Fantom-foundation / go-lachesis

aBFT consensus for permission-less networks
https://fantom.foundation
MIT License
223 stars 78 forks source link

Proposed new architecture #166

Closed SamuelMarks closed 4 years ago

SamuelMarks commented 5 years ago

It might be about time to split this repository in 12. One for each consensus, CLI client, common utilities, interfaces and protobuf files (including a common error proto).

Here is what I'm envisioning:

Proposed architecture: arch

Already done major work in this direction with many crates inside a single workspace in the Rust code base.

Advantages:

Disadvantages:


Would welcome your thoughts.

dev10 commented 5 years ago

I agree with all the points above. As the project becomes more complex with overlapping parts/ideas there is definitely a need for separation of concerns.

This will allow for:

Great idea.

Potential problems are:

devintegral commented 5 years ago

I think it is not time to split go-lachesis repository in 12 yet. It might be sense if we have well working parts (consensus, network, etc) with no volatile interfaces. At the moment we don't have any of this: poset and posposet are in development stage now, poset and node is not splitted well, and so on. Partitioning by go-packages is enough for independently working at this stage. Single github repository is necessary for fast change review and discussion.

All we need is a review before merging (@SamuelMarks ;)) and cover note for changes (@dev10 ;)). And some knowledge about other teams tasks through coordinator. Separated repositories don't make it easier.

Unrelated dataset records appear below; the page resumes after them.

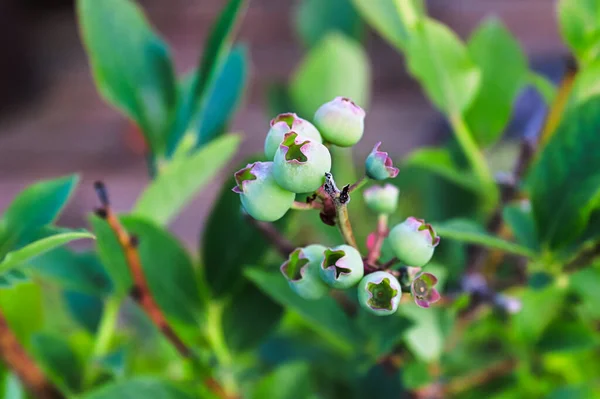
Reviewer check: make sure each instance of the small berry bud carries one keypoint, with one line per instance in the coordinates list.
(261, 196)
(382, 199)
(413, 241)
(379, 293)
(301, 270)
(300, 164)
(379, 165)
(285, 123)
(341, 122)
(423, 290)
(342, 267)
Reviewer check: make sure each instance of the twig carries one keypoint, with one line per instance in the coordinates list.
(268, 230)
(140, 291)
(15, 357)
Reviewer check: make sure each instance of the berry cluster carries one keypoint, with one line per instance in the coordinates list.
(300, 165)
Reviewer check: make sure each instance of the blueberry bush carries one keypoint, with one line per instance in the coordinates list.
(316, 275)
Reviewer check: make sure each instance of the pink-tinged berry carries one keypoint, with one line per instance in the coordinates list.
(261, 196)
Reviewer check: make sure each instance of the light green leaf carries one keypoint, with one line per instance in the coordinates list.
(22, 256)
(564, 182)
(440, 61)
(470, 232)
(440, 162)
(181, 179)
(490, 47)
(336, 66)
(131, 65)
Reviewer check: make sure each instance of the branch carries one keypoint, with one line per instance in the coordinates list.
(140, 291)
(15, 357)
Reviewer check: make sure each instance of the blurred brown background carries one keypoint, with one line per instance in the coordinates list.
(52, 121)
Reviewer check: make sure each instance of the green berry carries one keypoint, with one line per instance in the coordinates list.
(285, 123)
(301, 270)
(342, 267)
(300, 164)
(413, 241)
(261, 196)
(341, 122)
(379, 293)
(382, 199)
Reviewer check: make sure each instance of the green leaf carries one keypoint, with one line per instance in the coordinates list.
(35, 207)
(139, 387)
(316, 18)
(580, 27)
(290, 381)
(440, 61)
(490, 47)
(20, 257)
(181, 179)
(564, 183)
(131, 65)
(324, 315)
(336, 66)
(463, 230)
(439, 161)
(244, 328)
(520, 220)
(168, 270)
(59, 361)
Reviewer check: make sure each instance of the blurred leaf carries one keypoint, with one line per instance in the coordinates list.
(59, 361)
(314, 19)
(35, 207)
(182, 178)
(139, 387)
(520, 220)
(439, 161)
(441, 62)
(131, 65)
(336, 66)
(20, 257)
(168, 270)
(324, 315)
(464, 230)
(564, 183)
(490, 46)
(385, 17)
(580, 27)
(112, 256)
(249, 317)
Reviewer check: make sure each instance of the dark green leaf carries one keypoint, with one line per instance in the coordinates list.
(564, 183)
(140, 387)
(490, 46)
(182, 178)
(324, 315)
(316, 18)
(131, 65)
(336, 66)
(59, 361)
(441, 62)
(249, 317)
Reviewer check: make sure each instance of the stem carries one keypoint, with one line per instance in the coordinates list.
(104, 337)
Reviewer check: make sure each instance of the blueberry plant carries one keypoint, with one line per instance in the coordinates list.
(317, 277)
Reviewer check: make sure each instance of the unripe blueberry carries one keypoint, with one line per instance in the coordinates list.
(342, 266)
(382, 199)
(300, 164)
(413, 241)
(379, 293)
(301, 270)
(379, 165)
(285, 123)
(341, 122)
(261, 196)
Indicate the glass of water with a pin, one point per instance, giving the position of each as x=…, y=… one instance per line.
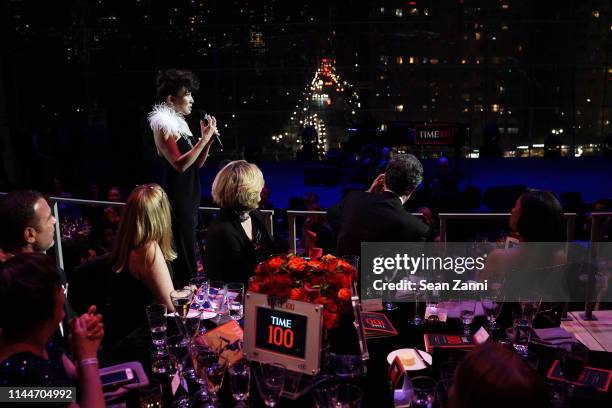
x=235, y=299
x=199, y=285
x=156, y=315
x=240, y=379
x=217, y=292
x=466, y=314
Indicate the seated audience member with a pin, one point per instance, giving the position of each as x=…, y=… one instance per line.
x=493, y=375
x=33, y=304
x=27, y=223
x=378, y=215
x=537, y=216
x=139, y=260
x=237, y=240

Maxime2 commented 5 years ago

The first question is what this repository is for?

If it is for lachesis consensus algorithm as stated in the name, then swirlds, paxos, raft consensus implementations in the scheme above should better be in separate repositories.

If it is for, let call it 'Fantom consensus algorithm', which implements all of mentioned above consensus algorithms it is better to rename the repo and reorganise internal structure of it reserving place for all these algorithms.

But the root question is that we are in fact having two implementations of lachesis algorithm which are conflicting for going into master of this repo. These implementations would share some basic functionality (e.g. transport protocol, serialisation), though would need some specific functionality (e.g. storage engines) for better performance.

I think it would be better to retain this repo for lachesis consensus algorithm only, so we place other consensus algorithms in separate repos, but the implementations of these algos should use basic functionalities of this repo as much as possible. Then we need to try to harbour two lachesis implementations in this repo to make them interchangeable until we see which is better.

devintegral commented 5 years ago

@Maxime2, great! I am about the same. We have a few ways to implement Lachesis consensus:

And it is nice for project, we will see which implementation is better later.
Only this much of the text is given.